As both fish were tumbling through the air, free from the hooks, they came into contact with the gunnels of the boat; the smaller one falling into the water; the four pounder onto the floor of his boat.   “Call it luck, destiny or whatever you want to call it, but that’s the way it happened,” he said.  “I culled that little fish and weighed 16 and a half pounds and won the tournament.”


Mark and Tilly Davis During their 1995 Classic Parade Lap – photo courtesy BASS

Wrap Up:
The 1995 Bassmaster Classic will always be remembered as the year that brought the Angler of the Year and Bassmaster Classic titles together for the first time.  For Davis it was the start of a whole new way of life.  “I’ll never forget the feeling of winning the Bassmaster Classic; it was electric,” Davis said.  “I’ve won other events, and Angler of the Year titles afterwards, but none of them compared to that Classic win.”

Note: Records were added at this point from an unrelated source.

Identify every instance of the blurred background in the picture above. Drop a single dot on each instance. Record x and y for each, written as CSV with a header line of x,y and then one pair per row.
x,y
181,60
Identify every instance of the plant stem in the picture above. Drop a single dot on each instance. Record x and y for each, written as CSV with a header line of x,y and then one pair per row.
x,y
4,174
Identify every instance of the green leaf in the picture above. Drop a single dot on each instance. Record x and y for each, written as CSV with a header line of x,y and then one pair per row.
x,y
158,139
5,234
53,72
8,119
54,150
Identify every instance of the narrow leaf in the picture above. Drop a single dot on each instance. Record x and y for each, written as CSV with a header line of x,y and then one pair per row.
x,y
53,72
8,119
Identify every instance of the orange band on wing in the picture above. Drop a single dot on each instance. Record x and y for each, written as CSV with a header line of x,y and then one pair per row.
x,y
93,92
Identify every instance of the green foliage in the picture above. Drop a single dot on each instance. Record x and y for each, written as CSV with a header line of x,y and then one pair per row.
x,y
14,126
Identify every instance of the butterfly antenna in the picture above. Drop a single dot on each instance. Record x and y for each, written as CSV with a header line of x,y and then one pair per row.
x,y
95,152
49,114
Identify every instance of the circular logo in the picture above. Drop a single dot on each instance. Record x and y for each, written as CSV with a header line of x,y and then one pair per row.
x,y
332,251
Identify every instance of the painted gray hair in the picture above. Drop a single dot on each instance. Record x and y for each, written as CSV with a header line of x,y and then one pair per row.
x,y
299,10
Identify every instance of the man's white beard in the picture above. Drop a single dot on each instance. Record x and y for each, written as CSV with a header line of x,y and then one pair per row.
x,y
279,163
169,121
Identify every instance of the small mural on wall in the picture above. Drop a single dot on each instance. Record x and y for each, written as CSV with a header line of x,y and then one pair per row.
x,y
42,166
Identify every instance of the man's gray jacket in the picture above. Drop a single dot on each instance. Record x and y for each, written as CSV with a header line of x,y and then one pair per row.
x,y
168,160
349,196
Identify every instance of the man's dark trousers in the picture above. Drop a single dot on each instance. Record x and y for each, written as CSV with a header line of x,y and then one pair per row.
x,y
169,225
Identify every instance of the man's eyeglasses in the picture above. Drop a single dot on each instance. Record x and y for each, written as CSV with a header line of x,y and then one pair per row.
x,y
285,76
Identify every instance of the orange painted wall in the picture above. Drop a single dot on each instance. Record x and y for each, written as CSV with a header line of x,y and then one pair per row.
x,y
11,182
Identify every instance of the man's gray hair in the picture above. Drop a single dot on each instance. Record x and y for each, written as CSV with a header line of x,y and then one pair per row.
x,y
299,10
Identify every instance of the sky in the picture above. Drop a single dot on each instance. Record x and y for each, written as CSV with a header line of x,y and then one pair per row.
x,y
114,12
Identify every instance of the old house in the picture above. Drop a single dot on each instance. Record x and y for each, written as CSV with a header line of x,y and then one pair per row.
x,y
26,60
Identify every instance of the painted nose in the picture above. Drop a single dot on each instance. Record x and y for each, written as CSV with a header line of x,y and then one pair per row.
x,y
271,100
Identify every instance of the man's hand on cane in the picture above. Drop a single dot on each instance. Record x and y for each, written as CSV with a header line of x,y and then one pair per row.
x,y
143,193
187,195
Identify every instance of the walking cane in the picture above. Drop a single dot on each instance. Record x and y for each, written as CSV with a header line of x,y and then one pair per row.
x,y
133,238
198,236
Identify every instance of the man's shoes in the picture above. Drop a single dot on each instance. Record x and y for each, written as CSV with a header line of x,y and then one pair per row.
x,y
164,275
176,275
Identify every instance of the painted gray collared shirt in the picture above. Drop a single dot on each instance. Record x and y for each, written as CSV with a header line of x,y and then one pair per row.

“I didn’t know how much it would make a difference in my life, but it did,” Davis said.  “I was 31 at the time and had been at it for a while.  Knowing how difficult it was to make it in the sport before, I had no concept of the change it would make going forward; through my whole career.”

“The title of Bassmaster Classic Champion is something they can never take away from an angler; it’s something we’ll carry with us for the rest of our lives,” he said.  “I wish every angler in the world could experience for themselves just one time.”